There is another gear this production could reach, and it may be worth having an outside eye cast over it – a director who is not also the author, perhaps.
We meet the school chaplain in his drawing room, offering Hail Marys to The Blessed Virgin. An imagined visitor, Michael, arrives. In a one-sided exposition it becomes swiftly clear that the two are entangled sexually, and that the priest has resorted to self-flagellation to pay for his sins. In this post-Savile era I find myself speculating about whether Michael is a schoolboy, but it transpires that he’s one of the many rent boys the priest has been employing. After years of denial the man of god finally capitulated when turning forty. Then began the collapse of his faith. “What need did I have of faith when I had discovered the meaning of life? Joy! Paradise!”

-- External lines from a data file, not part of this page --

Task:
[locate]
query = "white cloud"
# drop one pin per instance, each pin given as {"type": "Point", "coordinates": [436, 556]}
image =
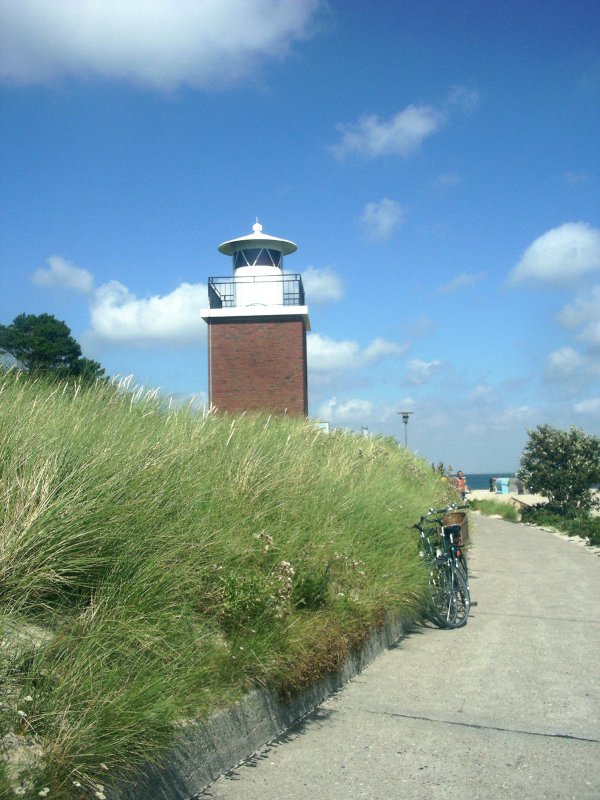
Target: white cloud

The psychological torture when the sins of the flesh win over his celibate devotion to God are well expressed here. “If we find pleasure in men and give our body to them, then we have found God on earth, and we have no need of God in heaven.” The priest refers to Pascal’s wager: if you believe in God and you are wrong, you lose nothing. If you don’t believe in God and you’re wrong, you suffer eternal damnation. But Michael has challenged him, suggesting Pascal’s wager “points out not God’s existence, but man’s despair.” The priest, in terminal spiritual decline is “exhausted by a battle in which I am the only combatant”.
Peacock allows this piece to breathe. His delivery is measured, controlled. But it is hard to connect other than intellectually with this flawed character. His pain is understood but not really felt. There is another gear this production could reach, and it may be worth having an outside eye cast over it – a director who is not also the author, perhaps.
Nonetheless, this is a strong piece of theatre and well worth the mental energy required of the audience. It certainly reminds us how compelling one-person shows can be.